The University of Phoenix (UoPX) has joined a growing list of U.S. universities breached in a Clop data theft campaign targeting vulnerable Oracle E-Business Suite instances in August 2025.

Founded in 1976 and headquartered in Phoenix, Arizona, UoPX is a private for-profit university with nearly 3,000 academic staff and over 100,000 enrolled students.

The university disclosed the data breach on its official website on Tuesday, while its parent company, Phoenix Education Partners, filed an 8-K form with the U.S. Securities and Exchange Commission (SEC).

UoPX said it detected the incident on November 21 (after the extortion group added it to its data leak site) and noted that the attackers exploited a zero-day vulnerability in the Oracle E-Business Suite (EBS) financial application to steal a wide range of sensitive personal and financial information belonging to students, staff, and suppliers.
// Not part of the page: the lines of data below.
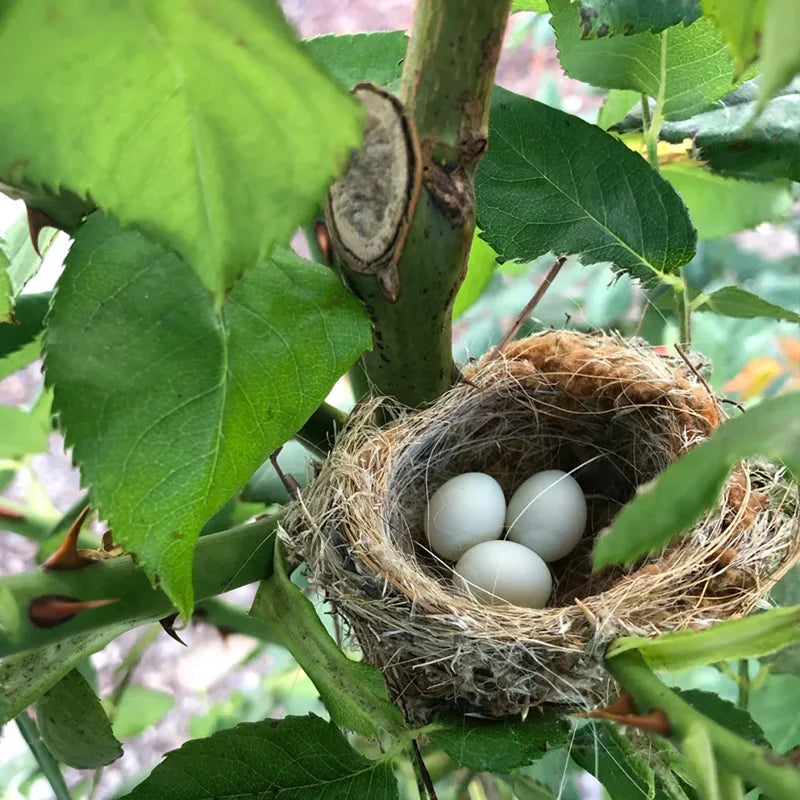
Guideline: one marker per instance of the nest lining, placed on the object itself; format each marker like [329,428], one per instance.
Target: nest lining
[615,413]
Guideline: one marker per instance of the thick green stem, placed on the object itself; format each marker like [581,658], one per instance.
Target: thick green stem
[223,561]
[448,74]
[772,773]
[44,758]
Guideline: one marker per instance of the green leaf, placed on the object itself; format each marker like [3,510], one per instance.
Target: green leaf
[356,58]
[749,637]
[698,754]
[480,268]
[617,104]
[599,18]
[740,22]
[719,206]
[673,501]
[722,137]
[206,127]
[780,55]
[227,618]
[731,301]
[25,677]
[23,262]
[353,692]
[74,726]
[551,182]
[297,758]
[266,487]
[696,69]
[501,745]
[774,704]
[21,432]
[605,753]
[171,406]
[724,713]
[138,709]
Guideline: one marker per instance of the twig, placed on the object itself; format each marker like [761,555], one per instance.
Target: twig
[44,758]
[423,771]
[526,312]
"We believe that the unauthorized third-party obtained certain personal information, including names and contact information, dates of birth, social security numbers, and bank account and routing numbers with respect to numerous current and former students, employees, faculty and suppliers was accessed without authorization," the school said.

"We continue to review the impacted data and will provide the required notifications to affected individuals and regulatory entities. Affected individuals will soon receive a letter via US Mail outlining the details of the incident and next steps to take."

Andrea Smiley, Vice President for Public Relations at University of Phoenix, told BleepingComputer that UoPX is "reviewing the impacted data and will provide the required notifications to affected individuals and regulatory entities." However, Smiley didn't share any further details about the breach, including which cybercrime operation was behind the attack or the total number of individuals affected.

​Although UoPX has yet to attribute the incident to a specific cybercrime group, based on the details shared so far, the breach is part of a Clop ransomware gang extortion campaign in which the gang has exploited a zero-day flaw (CVE-2025-61882) to steal sensitive documents from many victims' Oracle EBS platforms since early August 2025.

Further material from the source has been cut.